For 75 minutes, the ebb and flow of 16 dancers from Shanghai-based Jin Xing Dance Theatre filled the Esplanade Theatre stage. Their non-stop undulations billowed out to carry the audience away with their energy. Their movements are a consistent match for the relentless pulse of Berlin-based composer Christian Meyer’s music. 

This is the first time Wild Flowers, which premiered in 2018, has been presented in Singapore, but it marks the third time the company performs here for, as artistic director Jin Xing, 56, terms them, “fans and friends”. 

Jin’s celebrity status was evident in the warm reception that she received when introducing the company and the dance. The introduction itself was a masterful performance delivered in English and Mandarin.

Her appearance was clearly a treat for the audience that included many young children. Jin’s warmth and candid humour immediately connected with the audience and explains why she is called the “Oprah of China”. 

Wild Flowers is the second collaboration between Jin and Dutch director and choreographer Arthur Kuggeleyn. Its abstract but dramatic flair balances Chinese culture and Western approaches in the balletic lines combined with curving pathways of the spine and arms. The costumes by Jin Xing also balance the rigidity of blazers against the softness of flowing floral robes.   

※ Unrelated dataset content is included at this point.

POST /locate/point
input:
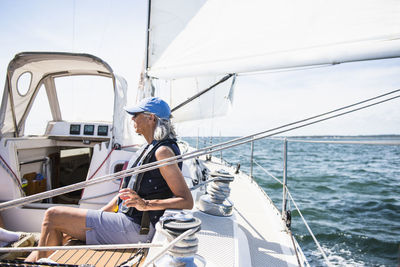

The dance is not story-driven but is a buffet of images evolving one after the other: disturbing, cheeky and beautiful. Female dancers, hanging upside-down, carried by their waists with limbs flopping like rag dolls. Rows of dancers with satisfied grins kneel on the floor as they thrust their hips forward to bounce a relaxed arm upwards in time with the beat. Bodies grouped together with arms outstretched and hands like flowers blooming on a tree. 

Little surprises are peppered through the repetitive movements to create subtle highlights. A leg quickly kicked out, one dancer in the pulsing sea of bodies using more force than the others. The persistent pulse never becomes boring, but gradually morphs at just the right time. 

Wild Flowers lives up to Jin’s initial claim that it would carry the spirit of Jin Xing Dance Theatre to “push boundaries away and bloom with freedom”.

The dancers wore enigmatic and somewhat seductive smiles, inviting and revelling in the audience’s gaze throughout the dance, imbuing it with the same confident and insouciant charm that Jin possesses.

 Naturally, the audience showed as much enthusiastic appreciation for the dance as they did for Jin.